Khaulah memang terlahir dari keluarga yang sangat menjunjung tinggi adab, sopan santun dan tata krama. Maklum saja begitu karena ayah dan ibu Khaulah sama-sama menampuh pendidikan di pondok pesantren yang sama, dan jelas tentu mereka memiliki visi dan misi yang sama dalam pendidikan keluarganya dirumah.

“Sedang apa kamu duduk sendiri didapur” Tanya Zami yang membuat Khaulah kaget dan terperanjat.

“Oh enga” Jawab Khaulah gugup.

Sejak tadi Khaulah memang sedang melamun, memikirkan rumah tangganya yang baru memasuki hari ke-2. Ia berfikir mengapa rasanya tidak sebahagia pengantin baru pada umumnya yg ia tonton di Tv atau yang ia baca di Novel.

“Kamu ngelamun?” Tanya Zami sembari menuangkan air putih digelas kaca yag telah ia siapkan.

“Eeeenggak kok, aku cuma, cuma eee” Jawab Khaulah kebingungan.

“Cuma, Cuma apa?, Cuma bengong gitu maksudnya, mikirin apa?, mikirin pertanyaan ayah tadi pagi waktu di meja makan, iya?”

“Iiiiyaa Zam, eh Mas, eh Kak eh” Jawab Khaulah kebingungan dan ahirnya iya menutup mulutnya sendiri sembari berlari menuju kamar.

“Ada-ada aja perempuan mah ya?” Ungkap Zami sendirian sambil garuk-garuk tengkuknya yang tidak gatal.

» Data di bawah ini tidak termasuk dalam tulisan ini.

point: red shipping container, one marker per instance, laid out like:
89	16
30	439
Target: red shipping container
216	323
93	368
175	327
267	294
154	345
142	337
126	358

“Iiiiihhhhh,,, sebel, ya Tuhan kenapa bisa gini sih, kamu ini kenapa Khaulah, kenapa?” gerutu Khaulah di depan cermin dikamarnya.

“Kok aku malah kebingungan gini sih, ada apa sebenernya sama aku?” tambahnya sembari menutupi wajahnya di depan cermin.

“Khaulah” Panggil Zami yang baru saja memasuki kamar.

“Iya, ada apa?” Jawab Khaulah sembari menenangkan diri.

“Aku hanya ingin melanjutkan pertanyaan ayah, jadi kamu ingin kita tinggal dimana?”

Tetiba suasana hening, tidak ada jawaban dari Khaulah, ia malah menundukan kepalanya, entah sedang berfikir atau malah tidak menanggapi pertanyaan Zami.

“Khaulah” Panggil Zami yang sedari tadi menunggu.

“Oh iya Zam, maaf-maaf” Jawab Khaulah yang sedikit kaget.

“Apa kamu tadi mendengarku?”

“Iya, iya aku mendengar”

“Lalu?”

“Aku ikut denganmu Zam” Jawab Khaulah mantap.